About the winning piece
Sånger och formler (in English “Songs and formulae”) (Wahlström & Widstrand 2015) is Katarina Frostenson’s latest poetry collection. The language assumes shape and body through the way Frostenson uses words, through her turning them over, looking for meanings and connotations as if the words and their ambiguity embody all the mystery of the world and of life itself.

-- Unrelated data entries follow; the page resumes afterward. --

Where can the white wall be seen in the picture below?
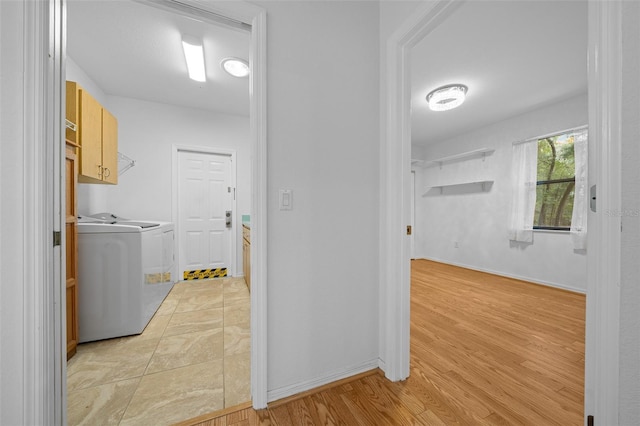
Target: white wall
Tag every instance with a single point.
(629, 389)
(477, 219)
(323, 145)
(147, 132)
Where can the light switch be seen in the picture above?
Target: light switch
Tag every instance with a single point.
(286, 199)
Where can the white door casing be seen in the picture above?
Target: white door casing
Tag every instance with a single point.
(206, 193)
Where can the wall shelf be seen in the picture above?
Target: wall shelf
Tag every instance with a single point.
(124, 163)
(482, 152)
(461, 188)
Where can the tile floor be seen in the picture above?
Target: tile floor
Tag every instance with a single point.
(192, 358)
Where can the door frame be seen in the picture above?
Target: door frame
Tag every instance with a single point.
(603, 292)
(44, 44)
(175, 167)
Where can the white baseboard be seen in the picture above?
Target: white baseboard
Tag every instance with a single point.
(514, 276)
(382, 365)
(285, 391)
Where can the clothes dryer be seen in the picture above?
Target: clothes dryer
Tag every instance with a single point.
(125, 270)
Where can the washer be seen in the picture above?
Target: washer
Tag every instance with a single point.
(125, 270)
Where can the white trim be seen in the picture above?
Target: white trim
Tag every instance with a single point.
(259, 284)
(39, 268)
(395, 167)
(343, 373)
(508, 275)
(175, 151)
(603, 316)
(603, 282)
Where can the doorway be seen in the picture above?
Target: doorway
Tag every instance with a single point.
(601, 363)
(255, 18)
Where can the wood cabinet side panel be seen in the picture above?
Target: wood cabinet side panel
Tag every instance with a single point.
(109, 147)
(90, 131)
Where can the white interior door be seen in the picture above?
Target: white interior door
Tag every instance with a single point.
(205, 202)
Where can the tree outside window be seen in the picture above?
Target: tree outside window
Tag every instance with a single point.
(555, 183)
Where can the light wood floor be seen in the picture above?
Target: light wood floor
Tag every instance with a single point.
(485, 350)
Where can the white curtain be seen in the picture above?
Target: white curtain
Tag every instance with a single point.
(523, 191)
(581, 193)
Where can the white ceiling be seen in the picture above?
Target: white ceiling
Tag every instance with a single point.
(515, 56)
(135, 50)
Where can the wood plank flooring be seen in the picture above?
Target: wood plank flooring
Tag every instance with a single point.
(485, 350)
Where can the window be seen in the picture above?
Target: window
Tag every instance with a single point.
(555, 186)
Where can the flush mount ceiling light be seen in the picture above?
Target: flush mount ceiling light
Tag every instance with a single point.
(194, 55)
(447, 97)
(236, 67)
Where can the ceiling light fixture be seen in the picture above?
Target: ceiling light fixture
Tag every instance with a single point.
(235, 66)
(194, 55)
(447, 97)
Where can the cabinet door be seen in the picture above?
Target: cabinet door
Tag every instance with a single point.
(109, 147)
(90, 138)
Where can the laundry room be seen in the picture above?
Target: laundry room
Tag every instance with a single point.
(161, 202)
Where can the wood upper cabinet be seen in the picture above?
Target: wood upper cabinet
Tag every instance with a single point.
(71, 229)
(96, 136)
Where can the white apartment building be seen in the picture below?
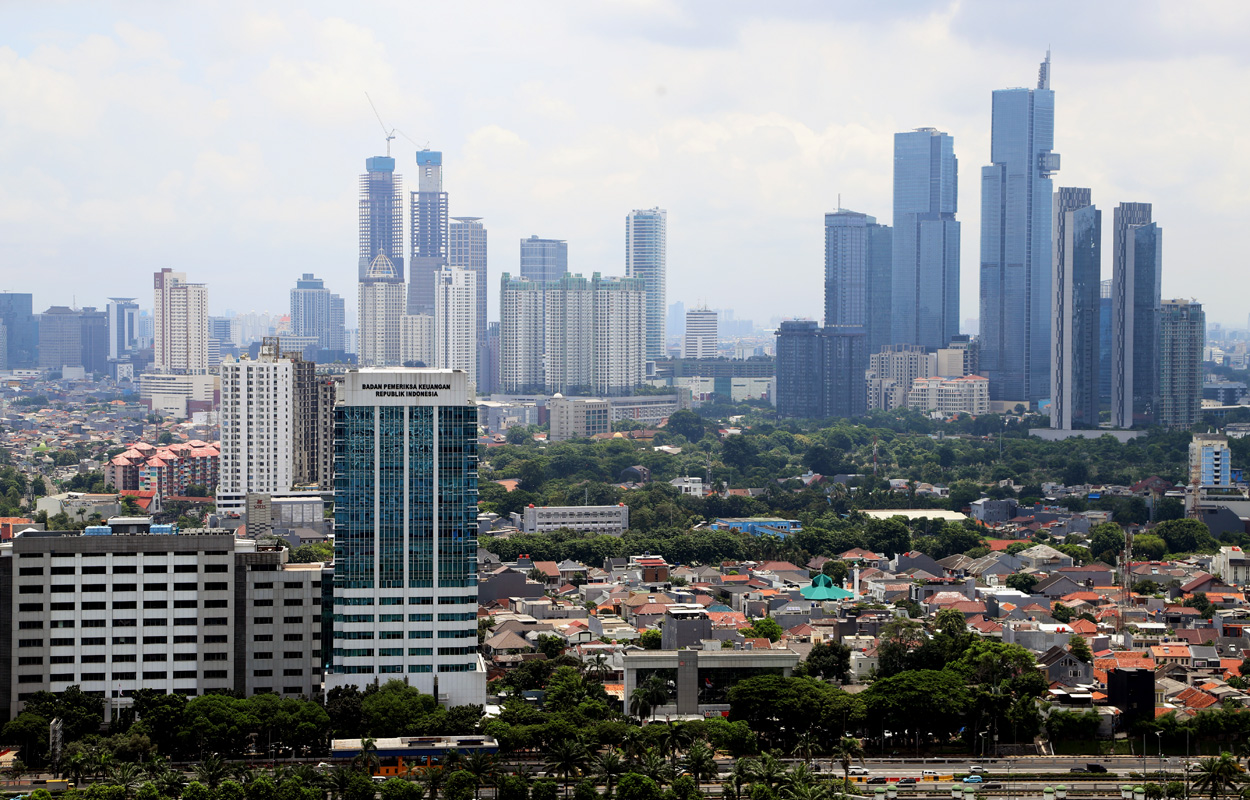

Readers quickly find themselves caught up in a story about life’s most physical and spiritual of visions, from a dizzying journey through the pigswill and bones and garbage of the sewers, by way of a beautifully sung hymn to the city of Minsk and the Belarusian language, of warm and love-filled poems to Marina Tsvetaeva, and of images of Stockholm’s suburbs and city centre, to the flaying and music and suffering that transform Marsyas.
Sånger och formler
Published by: Wahlström & Widstrand
Publication year: 2015
This is what the Adjudicating Committee had to say
The winner of the Nordic Council Literature Prize 2016 has a long and complex lyrical oeuvre behind her. In this web of the contemporary and the mythological, of perspectives both local and global, and of the tangible everyday and travels through memories, literature and songs, she has achieved a cohesion crystallised through her keen focus on the details. Katarina Frostenson’s collection of poems “Sånger och formler” is a story of life’s physical and spiritual revelations, about the little things and the big things, and about humanity in the world. In her poetry – so apparently tight, yet actually very spacious – there are constant transformations portraying life’s multifaceted oddity.